Words, Weights, Whatever

Wednesday, November 26, 2003



Around once a week the enormity of what I'm doing--becoming a full-time, published novelist--hits me and gets me down. Becoming a novelist is not like obtaining a college degree. The latter, at least, guarantees an end (the diploma) obtained by one's direct diligence efforts. No, getting published involves several other entire parties: the publishing industry and the readership.

Every writer, every author, every article, bluntly points to the publishing industries drive to meet the "bottom-line." As a business major, I can appreciate that. What erodes my confidence is there's nothing I can do about it: I can write an outstanding novel but the publisher can still reject it because someone else's MS has already been accepted/the company's line is booked (pun intended) for the next couple of years/Stephen King (or Nora Roberts or Michael Crichton or....) just raised their advance, etc.

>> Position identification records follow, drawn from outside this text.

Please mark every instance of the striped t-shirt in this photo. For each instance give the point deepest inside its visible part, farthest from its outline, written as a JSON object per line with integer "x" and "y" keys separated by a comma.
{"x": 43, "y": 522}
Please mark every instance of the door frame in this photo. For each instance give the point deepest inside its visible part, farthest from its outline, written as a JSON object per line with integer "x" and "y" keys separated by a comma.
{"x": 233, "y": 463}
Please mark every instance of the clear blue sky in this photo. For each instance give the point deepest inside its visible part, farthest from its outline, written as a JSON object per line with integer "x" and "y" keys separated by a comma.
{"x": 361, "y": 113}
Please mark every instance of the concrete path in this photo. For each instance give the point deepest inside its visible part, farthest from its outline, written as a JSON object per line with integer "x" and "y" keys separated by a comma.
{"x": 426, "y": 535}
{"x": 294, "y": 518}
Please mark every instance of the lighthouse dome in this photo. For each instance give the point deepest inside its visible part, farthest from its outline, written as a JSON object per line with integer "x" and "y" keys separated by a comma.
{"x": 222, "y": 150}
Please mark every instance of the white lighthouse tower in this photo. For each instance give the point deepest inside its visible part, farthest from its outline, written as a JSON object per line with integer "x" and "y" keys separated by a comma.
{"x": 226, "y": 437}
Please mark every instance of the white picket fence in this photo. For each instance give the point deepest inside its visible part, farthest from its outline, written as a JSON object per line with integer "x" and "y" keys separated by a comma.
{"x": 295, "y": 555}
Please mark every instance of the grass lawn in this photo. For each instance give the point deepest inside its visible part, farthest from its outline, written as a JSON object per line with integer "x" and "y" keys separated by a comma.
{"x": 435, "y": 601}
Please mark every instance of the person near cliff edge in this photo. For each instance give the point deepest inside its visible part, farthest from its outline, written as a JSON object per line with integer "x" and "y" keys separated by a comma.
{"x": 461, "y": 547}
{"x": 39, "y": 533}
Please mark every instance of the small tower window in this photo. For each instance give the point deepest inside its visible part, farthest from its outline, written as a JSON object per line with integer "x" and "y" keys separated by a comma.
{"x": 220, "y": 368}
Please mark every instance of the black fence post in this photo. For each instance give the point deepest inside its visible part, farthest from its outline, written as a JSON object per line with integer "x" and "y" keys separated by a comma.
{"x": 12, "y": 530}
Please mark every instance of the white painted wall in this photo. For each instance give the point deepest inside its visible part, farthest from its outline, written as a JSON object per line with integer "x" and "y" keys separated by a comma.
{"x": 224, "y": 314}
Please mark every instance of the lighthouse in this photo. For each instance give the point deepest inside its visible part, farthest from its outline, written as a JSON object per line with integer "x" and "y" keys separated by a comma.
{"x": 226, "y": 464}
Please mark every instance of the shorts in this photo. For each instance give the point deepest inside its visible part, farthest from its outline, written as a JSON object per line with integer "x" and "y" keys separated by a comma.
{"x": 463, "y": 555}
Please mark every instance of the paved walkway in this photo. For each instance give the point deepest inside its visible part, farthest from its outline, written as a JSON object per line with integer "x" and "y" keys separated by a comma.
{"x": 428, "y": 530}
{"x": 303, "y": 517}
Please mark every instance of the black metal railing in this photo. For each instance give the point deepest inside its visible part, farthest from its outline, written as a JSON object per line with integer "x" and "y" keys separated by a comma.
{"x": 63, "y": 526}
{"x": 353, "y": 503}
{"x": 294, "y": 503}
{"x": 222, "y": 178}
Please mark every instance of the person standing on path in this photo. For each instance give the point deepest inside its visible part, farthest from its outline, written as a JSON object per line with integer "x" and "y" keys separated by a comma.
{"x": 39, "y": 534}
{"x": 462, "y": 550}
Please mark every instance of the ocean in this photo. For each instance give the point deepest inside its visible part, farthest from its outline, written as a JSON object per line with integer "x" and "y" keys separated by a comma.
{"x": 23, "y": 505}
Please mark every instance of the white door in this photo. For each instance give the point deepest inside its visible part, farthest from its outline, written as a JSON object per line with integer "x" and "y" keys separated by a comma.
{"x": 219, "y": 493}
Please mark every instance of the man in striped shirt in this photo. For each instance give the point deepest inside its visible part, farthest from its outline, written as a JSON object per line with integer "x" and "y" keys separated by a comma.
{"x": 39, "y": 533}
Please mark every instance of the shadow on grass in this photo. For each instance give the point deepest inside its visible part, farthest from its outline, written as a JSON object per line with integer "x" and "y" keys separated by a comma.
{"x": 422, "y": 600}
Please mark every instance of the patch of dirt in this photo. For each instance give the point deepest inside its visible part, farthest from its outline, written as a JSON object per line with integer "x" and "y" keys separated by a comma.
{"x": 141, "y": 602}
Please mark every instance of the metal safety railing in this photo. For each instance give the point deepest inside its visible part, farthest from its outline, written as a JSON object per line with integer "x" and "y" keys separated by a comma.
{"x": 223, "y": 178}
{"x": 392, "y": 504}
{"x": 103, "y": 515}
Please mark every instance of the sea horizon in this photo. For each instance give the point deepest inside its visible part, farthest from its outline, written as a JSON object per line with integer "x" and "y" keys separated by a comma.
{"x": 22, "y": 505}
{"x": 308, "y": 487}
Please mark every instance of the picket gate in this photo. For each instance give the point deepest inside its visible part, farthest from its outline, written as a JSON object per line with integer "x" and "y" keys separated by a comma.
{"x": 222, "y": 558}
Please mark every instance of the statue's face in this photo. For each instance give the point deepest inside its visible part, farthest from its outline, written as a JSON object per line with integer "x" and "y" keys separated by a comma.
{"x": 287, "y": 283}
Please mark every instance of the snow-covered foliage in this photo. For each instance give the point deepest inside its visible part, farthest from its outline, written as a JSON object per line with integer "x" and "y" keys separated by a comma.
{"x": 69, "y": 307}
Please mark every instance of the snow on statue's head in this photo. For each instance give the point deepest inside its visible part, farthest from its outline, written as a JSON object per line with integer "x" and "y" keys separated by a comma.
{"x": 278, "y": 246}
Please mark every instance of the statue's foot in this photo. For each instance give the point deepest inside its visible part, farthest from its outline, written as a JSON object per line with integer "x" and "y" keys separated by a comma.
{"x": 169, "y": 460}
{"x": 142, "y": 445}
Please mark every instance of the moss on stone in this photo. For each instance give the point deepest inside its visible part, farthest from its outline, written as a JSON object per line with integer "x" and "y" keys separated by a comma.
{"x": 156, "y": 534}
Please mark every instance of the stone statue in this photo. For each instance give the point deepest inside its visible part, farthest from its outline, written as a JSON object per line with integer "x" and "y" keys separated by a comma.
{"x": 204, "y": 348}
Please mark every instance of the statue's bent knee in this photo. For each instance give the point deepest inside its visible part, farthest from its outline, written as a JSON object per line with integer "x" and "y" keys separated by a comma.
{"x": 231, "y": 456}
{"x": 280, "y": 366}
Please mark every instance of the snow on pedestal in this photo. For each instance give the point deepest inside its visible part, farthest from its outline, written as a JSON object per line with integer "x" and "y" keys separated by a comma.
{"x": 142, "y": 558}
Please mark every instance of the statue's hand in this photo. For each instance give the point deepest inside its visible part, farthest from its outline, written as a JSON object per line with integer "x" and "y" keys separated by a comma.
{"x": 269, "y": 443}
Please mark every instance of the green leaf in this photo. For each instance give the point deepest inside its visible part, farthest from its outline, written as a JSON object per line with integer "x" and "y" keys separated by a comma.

And part of the bottom line is the readership. Various surveys show that the number one indicator determing the rise (and fall) of a novel is word-of-mouth. While knowing that drives me to do my best when I submit my MS and--once I'm published--I start marketing myself, I also realized (as a reader myself) the difficulty of enticing new readers to one's books.

I'm not putting any blame on either group. For me, it's all a matter of control (or the illusion of it). Specifically, the feeling that my efforts have some direct impact in my aspiration. Must be the American in me. (Also, just wanted to vent a bit.) Besides, these blues fade usually instantaneously. Why? For me, the reasons that I write in the first place: I actually enjoy it and the reassurance that, even if I never get anything published (which, of course, will never happen short of an accident), it wasn't due to lack of trying. And I have control over that.